Peters se aplicam, na sua essência, tanto aos programas de ensino
comunitários como aos universitários. Os acontecimentos que tiveram
lugar na sua vida são consubstanciados por uma convincente
similaridade de incidentes que me foram relatados por vários médicos
de cada um dos dois tipos de internato existentes.
O meio hospitalar que não é aqui representado é o do hospital que
não exerce as funções de escola, de universidade. Assim, é possível
que essa crítica se aplique, efetivamente, ao internato efetuado nesse
gênero de instituições.
O manuscrito deste livro foi lido por oito médicos, nenhum deles com
mais de três anos passados sobre as respectivas experiências de
internato.

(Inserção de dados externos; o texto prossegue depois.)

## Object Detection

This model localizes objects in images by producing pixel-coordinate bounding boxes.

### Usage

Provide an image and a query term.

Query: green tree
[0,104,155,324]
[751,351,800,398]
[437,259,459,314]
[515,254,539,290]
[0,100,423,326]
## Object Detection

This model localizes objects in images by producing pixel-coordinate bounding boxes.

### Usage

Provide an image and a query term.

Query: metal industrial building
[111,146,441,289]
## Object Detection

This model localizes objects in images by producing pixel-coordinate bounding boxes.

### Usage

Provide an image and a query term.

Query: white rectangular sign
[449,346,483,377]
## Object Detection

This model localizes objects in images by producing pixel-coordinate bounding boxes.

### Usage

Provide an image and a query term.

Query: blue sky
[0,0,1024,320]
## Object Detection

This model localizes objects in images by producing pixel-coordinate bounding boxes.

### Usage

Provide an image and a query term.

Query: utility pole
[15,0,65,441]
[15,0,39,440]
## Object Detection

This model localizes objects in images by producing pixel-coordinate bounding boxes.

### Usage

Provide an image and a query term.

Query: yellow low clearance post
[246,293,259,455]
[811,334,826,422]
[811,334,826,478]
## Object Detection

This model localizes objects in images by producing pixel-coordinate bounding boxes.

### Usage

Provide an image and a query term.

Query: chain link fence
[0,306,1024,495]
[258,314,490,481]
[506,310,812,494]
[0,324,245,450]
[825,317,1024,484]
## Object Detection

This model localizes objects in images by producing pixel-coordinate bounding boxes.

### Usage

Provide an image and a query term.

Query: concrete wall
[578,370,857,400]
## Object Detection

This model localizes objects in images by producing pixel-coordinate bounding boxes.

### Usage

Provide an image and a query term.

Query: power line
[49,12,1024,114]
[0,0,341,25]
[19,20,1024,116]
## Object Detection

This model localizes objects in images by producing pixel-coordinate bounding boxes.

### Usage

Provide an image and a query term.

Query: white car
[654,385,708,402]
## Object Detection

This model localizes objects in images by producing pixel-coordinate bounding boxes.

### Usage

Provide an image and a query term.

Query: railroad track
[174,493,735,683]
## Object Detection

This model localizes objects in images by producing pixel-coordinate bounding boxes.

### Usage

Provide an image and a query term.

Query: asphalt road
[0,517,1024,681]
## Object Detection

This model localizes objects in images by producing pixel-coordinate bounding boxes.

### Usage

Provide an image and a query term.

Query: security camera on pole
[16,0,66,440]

Foram unânimes em concordar, com exceção de um único,
que o seu conteúdo é autêntico, friamente realista e totalmente
representativo da situação vivida por cada um deles. 0 dissidente
afirmou que os médicos que se encontravam a prestar serviço no
hospital em que fizeram o seu internato tinham sido mais eficientes e
prestimosos nos ensinaMentos administrados, mais sensíveis às suas
necessidades do que aqueles que aqui são descritos. Este médico
fizera o seu internato num centro médico universitário da costa
ocidental.
Talvez a lição a retirar deste fato seja a de que todos os médicos
recém-formados deveriam passar a sua fase de internato hospitalar
em locais semelhantes àquele em que ele esteve.
Volto a afirmar que se trata de um livro onde são relatados casos
verídicos. Se não representa todos os médicos internos de todos os
hospitais, fá-lo, no entanto, em relação à maioria em muitos desses
estabelecimentos. Reflete, com toda a honestidade, uma situação
generalizada, que é desanimadora no mínimo e perigosa na pior das
hipóteses. Razão suficiente para ter escrito Jovem Médico.